Warrick’s resume is replete with a pair of Pulitzers and other awards, and his information is so deep and current that I assumed an Intelligence background. But it’s the Washington Post who developed this remarkable writer, with an assist by Bob Woodward.
 
There are two hot-button books. The Triple Agent (2013) is a personal and professional biography of a mild-mannered Jordanian physician who was radicalized via the internet, became a influential presence there, and was recruited by the Mukharabat, Jordan’s very respected intelligence agency. Then to be exploited by them and CIA, which did not work out well. In fact it blew up in the face of  both agencies as few operations ever do, ending with his death and that of many key high level Western intelligence personnel. Part of  that group were two influential women carving careers out of the stubborn male espionage culture, a sub-plot he explores in some detail.
 
Sent to a likely death in Afghanistan, the inexperienced idealistic doctor survives and makes contact with the enemy – first Taliban and then Al Qaeda, at the highest level. How this backfires is a tale straight out of John Le Carré, and Warrick’s ability to make “personnel” into people is remarkable. The book begins with an endless list of names the reader doesn’t really need to know, but picks up speed and focus as we enter the modest world of a bookish, undistinguished, well-intended doctor whose hobby is the internet.
 
Black Flags (2016) is a horse from a different garage, a cause-and-effect book that connects the embarrassing dots that corporate media avoid. It’s as good as it gets with Radical Islam, a knowledgeable, detailed and readable account of how ISIS came about, understandable by any intelligent civilian with half an education and an open mind.

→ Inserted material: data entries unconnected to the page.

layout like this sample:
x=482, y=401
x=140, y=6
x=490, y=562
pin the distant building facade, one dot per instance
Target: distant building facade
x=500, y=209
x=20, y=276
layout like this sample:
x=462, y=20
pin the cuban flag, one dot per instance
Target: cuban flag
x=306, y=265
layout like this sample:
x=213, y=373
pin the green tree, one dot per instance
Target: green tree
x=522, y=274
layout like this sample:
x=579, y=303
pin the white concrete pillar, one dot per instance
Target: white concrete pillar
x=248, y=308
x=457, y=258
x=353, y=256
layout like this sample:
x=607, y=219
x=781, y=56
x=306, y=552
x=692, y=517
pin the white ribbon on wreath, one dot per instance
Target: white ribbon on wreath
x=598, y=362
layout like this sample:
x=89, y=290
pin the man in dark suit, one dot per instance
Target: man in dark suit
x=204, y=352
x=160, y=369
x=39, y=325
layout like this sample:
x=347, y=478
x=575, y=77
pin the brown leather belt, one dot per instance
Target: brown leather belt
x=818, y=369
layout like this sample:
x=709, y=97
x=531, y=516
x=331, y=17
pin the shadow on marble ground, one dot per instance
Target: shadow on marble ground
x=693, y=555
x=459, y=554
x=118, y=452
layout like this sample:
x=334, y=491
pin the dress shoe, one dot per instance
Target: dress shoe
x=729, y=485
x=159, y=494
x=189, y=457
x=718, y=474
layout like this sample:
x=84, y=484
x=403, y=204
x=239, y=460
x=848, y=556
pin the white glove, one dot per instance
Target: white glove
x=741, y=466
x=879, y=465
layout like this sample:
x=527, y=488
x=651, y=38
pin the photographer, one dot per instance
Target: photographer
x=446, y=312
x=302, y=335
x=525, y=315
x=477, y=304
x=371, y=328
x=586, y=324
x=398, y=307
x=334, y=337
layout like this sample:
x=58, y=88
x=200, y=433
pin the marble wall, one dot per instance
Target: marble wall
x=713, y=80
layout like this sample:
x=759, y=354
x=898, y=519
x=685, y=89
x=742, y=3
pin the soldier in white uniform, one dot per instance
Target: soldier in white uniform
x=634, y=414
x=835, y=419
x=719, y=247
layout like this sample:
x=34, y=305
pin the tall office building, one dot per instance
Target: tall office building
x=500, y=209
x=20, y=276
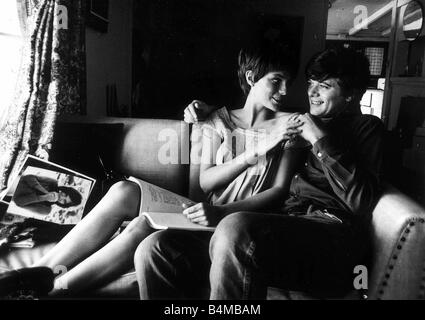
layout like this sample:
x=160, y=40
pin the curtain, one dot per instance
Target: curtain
x=51, y=80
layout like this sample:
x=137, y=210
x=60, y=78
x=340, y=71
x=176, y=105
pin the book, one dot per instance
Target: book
x=47, y=191
x=163, y=209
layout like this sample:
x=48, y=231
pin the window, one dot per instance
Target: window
x=10, y=53
x=376, y=59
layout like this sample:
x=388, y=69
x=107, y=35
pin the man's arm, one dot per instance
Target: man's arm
x=353, y=171
x=270, y=199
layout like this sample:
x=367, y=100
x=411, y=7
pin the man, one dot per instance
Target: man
x=321, y=233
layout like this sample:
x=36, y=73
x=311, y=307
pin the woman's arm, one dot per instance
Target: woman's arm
x=270, y=199
x=213, y=176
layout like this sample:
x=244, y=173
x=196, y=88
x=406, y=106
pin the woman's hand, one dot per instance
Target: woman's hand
x=311, y=128
x=283, y=129
x=197, y=111
x=204, y=214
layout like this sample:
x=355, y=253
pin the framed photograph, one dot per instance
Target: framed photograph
x=97, y=15
x=47, y=191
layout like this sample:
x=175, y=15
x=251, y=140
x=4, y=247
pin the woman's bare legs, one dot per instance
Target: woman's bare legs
x=113, y=259
x=92, y=233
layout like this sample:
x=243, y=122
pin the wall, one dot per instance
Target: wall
x=109, y=55
x=189, y=49
x=109, y=58
x=315, y=13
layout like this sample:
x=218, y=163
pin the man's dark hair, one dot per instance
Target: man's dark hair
x=349, y=67
x=262, y=59
x=73, y=194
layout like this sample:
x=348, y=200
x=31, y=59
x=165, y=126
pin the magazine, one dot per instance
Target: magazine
x=163, y=209
x=46, y=191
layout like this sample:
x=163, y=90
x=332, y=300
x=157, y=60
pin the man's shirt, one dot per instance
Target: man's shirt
x=341, y=170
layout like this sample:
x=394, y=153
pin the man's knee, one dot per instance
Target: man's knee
x=231, y=233
x=151, y=248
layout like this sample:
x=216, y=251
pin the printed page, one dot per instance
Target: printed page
x=156, y=199
x=168, y=220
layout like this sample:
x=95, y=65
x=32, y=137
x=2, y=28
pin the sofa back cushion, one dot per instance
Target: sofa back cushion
x=155, y=150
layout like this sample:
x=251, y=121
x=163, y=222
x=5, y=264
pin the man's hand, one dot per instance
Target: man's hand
x=283, y=129
x=204, y=214
x=197, y=111
x=311, y=128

Warrick is clear on the influence of our war lobby and our preference for military solutions to irritating situations, and how the disaster occurred because of breaking many rules, and he doesn’t mince words. ISIS could not exist without our destruction of Iraq and subsequent failure to deal with the consequences. The resulting chaos exacerbated Sunni-Shia friction, ending in confrontation and civil war, a pattern repeated in Libya and then Ukraine, following the Nuland coup.
 
Warrick the writer brings a humane sense of people and events that is unique in this genre, and he has the gift of making someone clear and recognizable without wasting words. His kind-hearted, well-intended doctor is as real as the Mukharabat agent who recruits him, a capable interesting man whose life and career have been bent out of shape by the fact that he is of Royal blood.
 
Bottom line, Warrick understands the Muslim world in a very un-American way. His Muslims are human, listening to endless whispered buzz of drones above their primitive villages day and night, then subject to a massive revenge onslaught following the disaster, which changed the rules. Warrick lets the reader in on what that must be like for civilians – like being black in a city full of unpredictable cops with super-weapons.

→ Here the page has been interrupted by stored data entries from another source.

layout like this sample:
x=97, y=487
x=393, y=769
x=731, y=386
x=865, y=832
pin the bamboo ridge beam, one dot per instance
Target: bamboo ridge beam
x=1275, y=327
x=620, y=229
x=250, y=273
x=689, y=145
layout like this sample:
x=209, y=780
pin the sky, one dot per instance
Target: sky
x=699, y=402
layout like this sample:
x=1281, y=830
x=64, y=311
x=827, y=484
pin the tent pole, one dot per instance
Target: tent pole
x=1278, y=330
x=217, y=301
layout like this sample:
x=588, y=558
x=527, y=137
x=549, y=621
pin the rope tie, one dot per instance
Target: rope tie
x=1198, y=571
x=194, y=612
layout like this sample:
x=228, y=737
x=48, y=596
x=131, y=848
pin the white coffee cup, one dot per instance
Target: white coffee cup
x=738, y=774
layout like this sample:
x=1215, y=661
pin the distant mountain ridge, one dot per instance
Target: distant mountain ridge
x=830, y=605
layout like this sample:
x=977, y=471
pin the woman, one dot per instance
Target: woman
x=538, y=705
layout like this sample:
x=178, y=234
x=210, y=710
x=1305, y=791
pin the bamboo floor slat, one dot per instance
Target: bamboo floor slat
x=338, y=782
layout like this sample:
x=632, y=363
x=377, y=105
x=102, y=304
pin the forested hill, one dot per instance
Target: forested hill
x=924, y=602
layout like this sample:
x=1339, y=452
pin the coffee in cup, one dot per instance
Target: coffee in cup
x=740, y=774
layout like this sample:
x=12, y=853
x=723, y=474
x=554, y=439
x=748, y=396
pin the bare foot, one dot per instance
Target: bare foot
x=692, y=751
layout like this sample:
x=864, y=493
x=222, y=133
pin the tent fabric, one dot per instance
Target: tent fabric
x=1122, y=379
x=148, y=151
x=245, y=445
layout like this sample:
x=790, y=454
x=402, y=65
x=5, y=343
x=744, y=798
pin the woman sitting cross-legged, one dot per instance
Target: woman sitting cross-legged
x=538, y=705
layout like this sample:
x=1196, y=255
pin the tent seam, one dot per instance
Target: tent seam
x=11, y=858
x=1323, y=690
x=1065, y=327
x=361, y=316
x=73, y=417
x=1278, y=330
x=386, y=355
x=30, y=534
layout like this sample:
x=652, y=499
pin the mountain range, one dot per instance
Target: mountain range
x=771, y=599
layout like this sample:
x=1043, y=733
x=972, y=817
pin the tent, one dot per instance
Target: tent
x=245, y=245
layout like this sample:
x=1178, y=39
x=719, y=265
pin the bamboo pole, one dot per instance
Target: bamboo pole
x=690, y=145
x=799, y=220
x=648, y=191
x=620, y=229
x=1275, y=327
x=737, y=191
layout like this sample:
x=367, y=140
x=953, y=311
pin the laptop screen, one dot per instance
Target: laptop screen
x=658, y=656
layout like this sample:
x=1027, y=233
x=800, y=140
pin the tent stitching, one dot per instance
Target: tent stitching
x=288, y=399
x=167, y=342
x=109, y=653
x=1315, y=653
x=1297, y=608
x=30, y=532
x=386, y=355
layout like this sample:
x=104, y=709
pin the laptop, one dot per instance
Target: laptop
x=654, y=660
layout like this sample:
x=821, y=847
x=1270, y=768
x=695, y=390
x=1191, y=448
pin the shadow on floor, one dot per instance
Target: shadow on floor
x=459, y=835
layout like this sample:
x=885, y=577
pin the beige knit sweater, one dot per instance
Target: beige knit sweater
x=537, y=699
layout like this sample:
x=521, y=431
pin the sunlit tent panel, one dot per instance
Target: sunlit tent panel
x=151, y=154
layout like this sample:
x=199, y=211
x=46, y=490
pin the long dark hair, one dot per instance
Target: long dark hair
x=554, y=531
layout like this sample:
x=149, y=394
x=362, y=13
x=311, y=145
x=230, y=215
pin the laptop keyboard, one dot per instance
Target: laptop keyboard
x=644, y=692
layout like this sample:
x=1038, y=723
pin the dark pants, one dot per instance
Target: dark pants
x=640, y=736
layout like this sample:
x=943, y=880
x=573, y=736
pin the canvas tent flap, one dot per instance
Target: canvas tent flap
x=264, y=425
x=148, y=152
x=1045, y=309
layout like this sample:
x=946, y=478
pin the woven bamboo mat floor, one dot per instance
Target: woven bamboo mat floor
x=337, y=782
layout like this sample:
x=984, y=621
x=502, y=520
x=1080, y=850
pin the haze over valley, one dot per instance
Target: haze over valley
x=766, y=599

Clear and detailed as his general information is, with few inaccuracies, Warrick also brings a human reality that transcends race, geography, politics and prejudice. He presents good people who aspire to decency, and his sanctimonious thugs are brutal and greedy as they act out their dreams of power and revenge. The CIA review of his work is revealing, but does not attempt to deny the value of his books.